The Oracle High Availability Services (OHAS) software stack appears to hang when a server housing CRS, ASM, RDBMS and an application reliant on the database is rebooted.
It is not unusual for a server's startup routine as dictated by the contents of the /etc/rc3.d directory to contain not only the OHAS components - installed by root.sh as part of the grid infrastructure installation - but also a step that starts an application running on the same server - usually installed manually and configured to start after the OHAS components. It is also not uncommon to have the application program look for the existence of a database to which it will need to communicate, and to enter a spin/sleep cycle and wait for access to the database to become available.
Unfortunately, due to the requirements of OHAS to be able to handle, for example, a dead process situation, it relies on the facilities offered by the inittab functionality to issue a 'respawnable' execution of the init.ohasd process. This is the process that ultimately starts the OHAS software stack and, as per any configured services, will initiate, amongst others, the listener, the ASM instance and the RDBMS instance. The entry for this process is located in the /etc/inittab file and, like the rc3.d entries, is is also installed by root.sh as part of the grid infrastructure installation.
Field two of each entry in the /etc/inittab file state the run level(s) that the server must have reached in order for the entry to be executed. In the case of init.ohasd this is set to 3 and 5. Thus a 'chicken and egg' situation arises whereby the rc3.d entries cannot complete - in this example because the application is sleeping and waiting for the database to start - and the inittab entry - which ultimately starts the database - cannot begin because the rc3.d processes haven't finished.
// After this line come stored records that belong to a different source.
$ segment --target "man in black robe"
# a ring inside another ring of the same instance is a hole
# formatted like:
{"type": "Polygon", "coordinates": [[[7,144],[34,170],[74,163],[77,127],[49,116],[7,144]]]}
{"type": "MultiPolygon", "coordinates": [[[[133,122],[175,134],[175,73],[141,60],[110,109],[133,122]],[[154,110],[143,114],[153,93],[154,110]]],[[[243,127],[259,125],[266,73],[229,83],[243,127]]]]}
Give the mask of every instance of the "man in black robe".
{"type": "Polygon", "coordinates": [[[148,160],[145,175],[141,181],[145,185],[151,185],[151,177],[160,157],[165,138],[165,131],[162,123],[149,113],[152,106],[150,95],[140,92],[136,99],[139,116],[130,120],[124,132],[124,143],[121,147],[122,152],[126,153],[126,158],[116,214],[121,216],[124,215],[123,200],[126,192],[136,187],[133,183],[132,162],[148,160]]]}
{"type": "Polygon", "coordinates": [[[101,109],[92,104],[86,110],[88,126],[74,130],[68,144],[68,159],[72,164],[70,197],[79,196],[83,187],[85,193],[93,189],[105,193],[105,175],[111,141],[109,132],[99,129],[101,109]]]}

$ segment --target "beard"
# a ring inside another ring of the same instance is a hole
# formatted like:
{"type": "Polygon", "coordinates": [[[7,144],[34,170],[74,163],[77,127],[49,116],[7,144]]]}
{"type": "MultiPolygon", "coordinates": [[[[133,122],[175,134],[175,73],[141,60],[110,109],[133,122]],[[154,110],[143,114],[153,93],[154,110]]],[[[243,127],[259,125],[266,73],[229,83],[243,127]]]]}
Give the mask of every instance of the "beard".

The net result is an apparently hung startup.
EXAMPLE /etc/inittab ENTRY
h1:35:respawn:/etc/init.d/init.ohasd run >/dev/null 2>&1 </dev/null
As the /etc/inittab file will not get processed until /etc/rc3.d entries complete, any entry in the /etc/rc3.d directory must not be allowed to sleep and wait for the OHAS software stack to appear. Instead, either remove the application startup completely from the rc3.d process and if appropriate start the application manually after the OHAS software stack is up, or rewrite the application startup routine so that rather waiting 'in line' as part of the rc3.d processes, it spawns another 'out of line' process perhaps using the /usr/bin/at command and a suitable delay.
Either of the above solutions will ensure that the server reaches runlevel 3 unhindered, and so allows any dependent steps configured in /etc/inittab to begin.